La perspectiva del Reino supone, en segundo lugar, que la Iglesia debe ser reconocida verdaderamente como parte del mundo, pues está hecha de la misma “materia”, aunque no sea del “mundo” (Jo 15,19). Lo que es reconciliado y renovado en la Iglesia es, en realidad, el “mundo” separado de Dios. Esto es por lo que el proceso de renovación fluye continuamente hacia atrás hasta el mundo, y regresa inmediatamente hacia la redención final. Pero en el mundo hay también fuerzas incontables y bastante activas, que se pueden ver, a través de los ojos de la fe, como expresiones del constante cuidado de Dios por Su Creación. Cuando la Iglesia las reconoce, su responsabilidad específica y su propia misión son encontradas inmediatamente, cuando es fiel a sí misma y conducida por el Señor, “la Iglesia no teme ir fuera de los márgenes de la sociedad, y no tiene miedo de ser confundida o afectada por el calendario del mundo, sino que se siente confiada y capaz de reconocer la presencia de la acción de Dios en estos lugares. Según la medida en que la Iglesia da testimonio de la consumación final, que es también la del futuro del mundo, aguanta los problemas del mundo con solidaridad y esperanza.

Cuando trata de corregir estas distorsiones la Comunidad Cristiana encuentra inspiraciones en Jesús Mismo. Mediante los reportajes del Evangelio todos los contactos con Jesús conducen a los individuos y a la comunidad a una vida más abundante. Él es un maestro que no se impone sobre los demás. Él es un siervo sin servilismo. Cuando Santiago y Juan le piden un estatus especial en el futuro Reino, Jesús no les reprende por ello, pero les muestra que piensan como jefes políticos paganos para “imponerse” sobre sus súbditos. Él sugiere un modelo alternativo de poder que es la misión del Hijo del Hombre: servir en lugar de ser servido y dar Su vida en rescate de muchos (Marcos 10.35-45).

La Iglesia está llamada a seguir este modelo, con la ayuda del Espíritu Santo, en su vida de Comunidad Cristiana.
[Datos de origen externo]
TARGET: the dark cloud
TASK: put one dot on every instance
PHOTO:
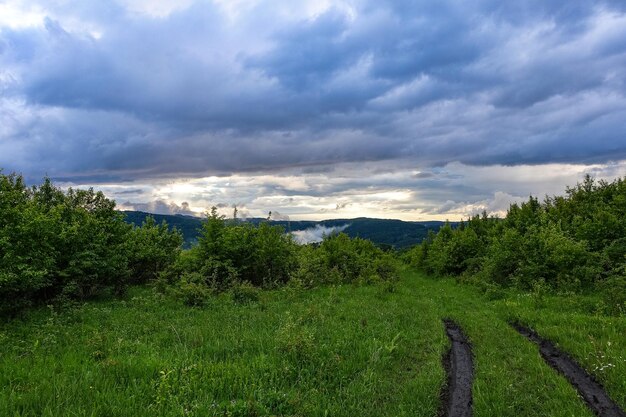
(124, 95)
Al hacer esto, se puede transformar en una señal y un instrumento de renovación de la comunidad humana, y en un fuerte testimonio de la voluntad de Dios de tal modo que los hombres y mujeres puedan tener una vida verdaderamente abundante.
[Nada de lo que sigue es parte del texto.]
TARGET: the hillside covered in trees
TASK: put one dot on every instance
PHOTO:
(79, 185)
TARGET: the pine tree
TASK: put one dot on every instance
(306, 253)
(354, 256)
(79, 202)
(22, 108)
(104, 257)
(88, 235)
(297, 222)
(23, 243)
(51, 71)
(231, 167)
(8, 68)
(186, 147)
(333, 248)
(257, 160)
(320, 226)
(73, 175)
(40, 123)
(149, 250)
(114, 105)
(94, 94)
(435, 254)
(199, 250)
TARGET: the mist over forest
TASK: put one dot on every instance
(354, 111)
Nosotros ofendemos a nuestro Dios, el Creador del cielo y tierra, y maldecimos la vida y nos maldecimos unos a otros. Hemos recobrado nuestros sentidos demasiado tarde, y no hemos acabado todavía. Nosotros hemos echado sobre nosotros mismos el severo juicio de nuestro Dios, infinitamente compasivo y misericordioso, debido a nuestra negligencia, injusticia y destrucción. Nosotros imploramos perdón y rezamos por un cambio profundo en nuestros corazones, un regreso radical a Dios y al sendero que nos lleva a la vida, abandonando la senda que nos lleva a la muerte.
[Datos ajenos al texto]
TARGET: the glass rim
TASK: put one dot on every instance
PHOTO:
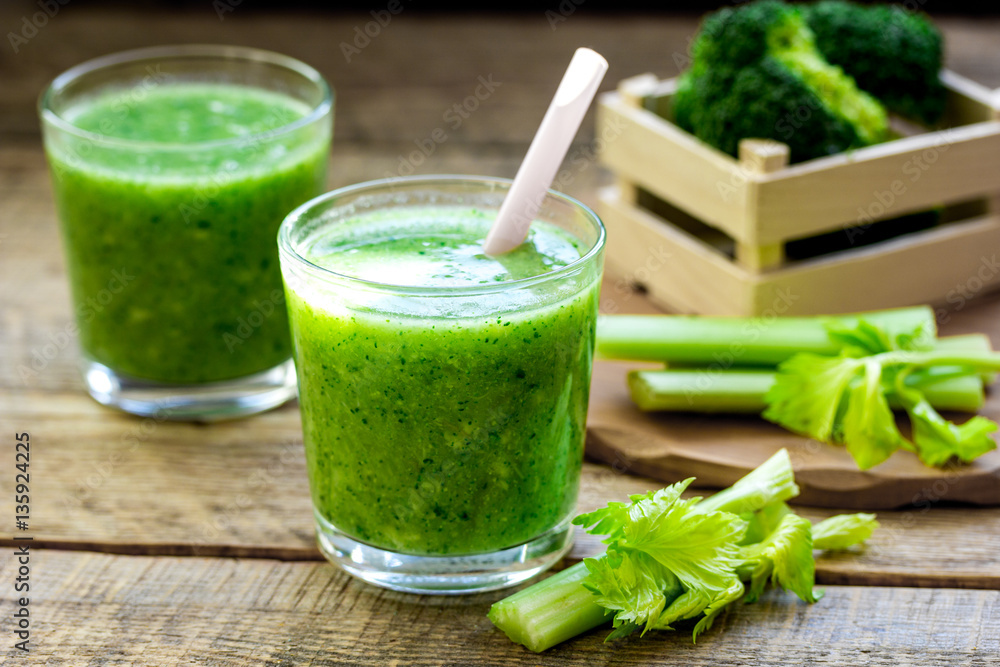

Deberíamos vivir de acuerdo con el Espíritu Santo y captar Su Presencia en la Creación entera. Como dijimos antes, el Espíritu Santo habita en el Cosmos, Él da aliento a la vida y sintoniza nuestros corazones para que oigamos las pulsaciones de la tierra y la senda de la verdad y la belleza.

Por lo tanto, lo que se opone al Espíritu no es el mundo y las cosas terrenas, sino el pecado y el poder de la muerte. Nosotros tendremos siempre que empezar con veneración y respeto por todas las criaturas, especialmente los seres humanos, comenzando con aquellos que están en mayor necesidad. El Espíritu nos enseña a ir primero a esos lugares donde la comunidad y la creación languidecen de un modo más obvio, y a aquellos lugares melancólicos donde el grito de la gente y el de la tierra se mezclan. Allí, encontramos a Jesús que va delante de nosotros en solidaridad, y que va curando. Allí, nosotros recibimos y damos pan al hambriento, agua al sediento, risa al necesitado, consuelo al afligido. Y allí ofrecemos nuestro verdadero culto espiritual como miembros, uno al otro (Rm 12.13).

En segundo lugar, nuestras propias Iglesias deben ser el lugar donde nosotros deberíamos aprender de un modo nuevo que la alianza de Dios abarca a todas las criaturas, redescubriendo la dimensión egocéntrica de la Biblia. Esto significa un camino de vida modesto materialmente, que ama y trata a la tierra con amabilidad, del mismo modo como Dios lo hace.